Today i took out more screws and was able to see the lens that was on this side and the glass that had fallen in.   emptied out all the parts and then powere the camera back up to close the lens again.  The lens that was on this side seemed wonky so i tried to adjust it to see it anything would happen.  Somthing happened but i couldn't tell what.  So i thought when i have a chance i will try and close this thing back up.

Eventually after giveg up hope i closed the thing and i am left with five screws.  But then i turned it on  here is the picture i got......


So somehow after taking this thing apart i managed to get it back to together.  Beyond all odds.  Even Matt thought it was a lost cause and the camera was useless.  I wish i had a picture of the desk with this thing splayed out but alas the innards made it hard to use the sensor.
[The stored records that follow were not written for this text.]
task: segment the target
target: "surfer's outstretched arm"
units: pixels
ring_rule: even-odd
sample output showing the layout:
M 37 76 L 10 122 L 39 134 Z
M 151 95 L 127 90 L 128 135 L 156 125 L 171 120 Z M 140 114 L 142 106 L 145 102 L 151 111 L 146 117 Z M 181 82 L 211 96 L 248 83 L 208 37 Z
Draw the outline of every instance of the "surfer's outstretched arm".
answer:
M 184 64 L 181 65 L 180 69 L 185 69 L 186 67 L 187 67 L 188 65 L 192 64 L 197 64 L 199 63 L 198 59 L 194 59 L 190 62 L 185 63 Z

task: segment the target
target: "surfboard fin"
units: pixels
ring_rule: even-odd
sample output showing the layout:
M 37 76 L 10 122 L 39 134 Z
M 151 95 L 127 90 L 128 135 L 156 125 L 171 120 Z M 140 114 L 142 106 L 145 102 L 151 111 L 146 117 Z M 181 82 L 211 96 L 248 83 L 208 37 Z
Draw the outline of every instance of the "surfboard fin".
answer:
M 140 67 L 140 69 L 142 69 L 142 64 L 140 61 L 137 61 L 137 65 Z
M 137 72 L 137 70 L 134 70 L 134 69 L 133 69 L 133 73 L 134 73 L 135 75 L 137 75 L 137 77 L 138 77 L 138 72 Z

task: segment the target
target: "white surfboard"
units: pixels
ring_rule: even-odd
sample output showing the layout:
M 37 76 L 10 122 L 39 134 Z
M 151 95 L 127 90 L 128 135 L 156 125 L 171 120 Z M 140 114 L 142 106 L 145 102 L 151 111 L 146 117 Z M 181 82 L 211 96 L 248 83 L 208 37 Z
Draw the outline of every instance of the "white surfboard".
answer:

so again here was yesterday



 So back to taking pictures and doing the blog

Thursday, June 21, 2007

Updating today, tomorrow aggresion will be had all invited

Dimmer room continues to spill it's guts out.  There are a lot of hex nuts to deal with.

look what we have on the dock, maybe i can get my license renewed?  I know that i have something big that i need to move.  

oh the glorious wires to nowhere.  I think that tomorrow there could be some sledge hammers swinging to pay back the oxidized internal circuits of this long dead circuit patch panel

Oh and the front of house pass through is finished as well spilling it's wire as well.
Today was not quite as exciting as other days but that is okay.  Soon there will be so many cues

now there is just the little 7 volt problem

So this button stilled had 7 volts coming to it.  At least now we can go back to what we thought that last one was and re think about this 24 volt bell audience call button.  So in looking at the drawings again we realized that this system just had to be getting it's power from front of house.  So back to panel G2, but where is the transformer?  After searching through all the rooms on both sides of  this room suddenly we were noticing the floor instead of the  higher wall and one of noticed the transformer  sticker here in the cement surrounded by the front of house CnC stuff.  Eureka finally something is starting to make sense.  But still in the panel there is no marking for a circuit that would be going to this transformer.  So where is it getting its power.
In looking at the transformer we realize that the only way that we could have a 24 volt system  through this transformer it means that we have to have 240 input.  Seems crazy so we look into the panels on our left to see if any of the breakers are ganged together.  There isn't,  so that makes for more interesting investigation.  Things are confusing again where are we getting 240 from?
So in pulling off the box covers we noticed that the conduit hole in the back box was going into the wall not to the right where the panes were located.  so how do we follow that.  We count out our steps and go into the lower lobby and count out the steps again and the only thing in this area was this G2- 08 double gang.  So we decided to pull off the the cover plate to see if this was a pass through for the power.  Low and behold it is and we can see the light in other room where the transformer box are still uncovered.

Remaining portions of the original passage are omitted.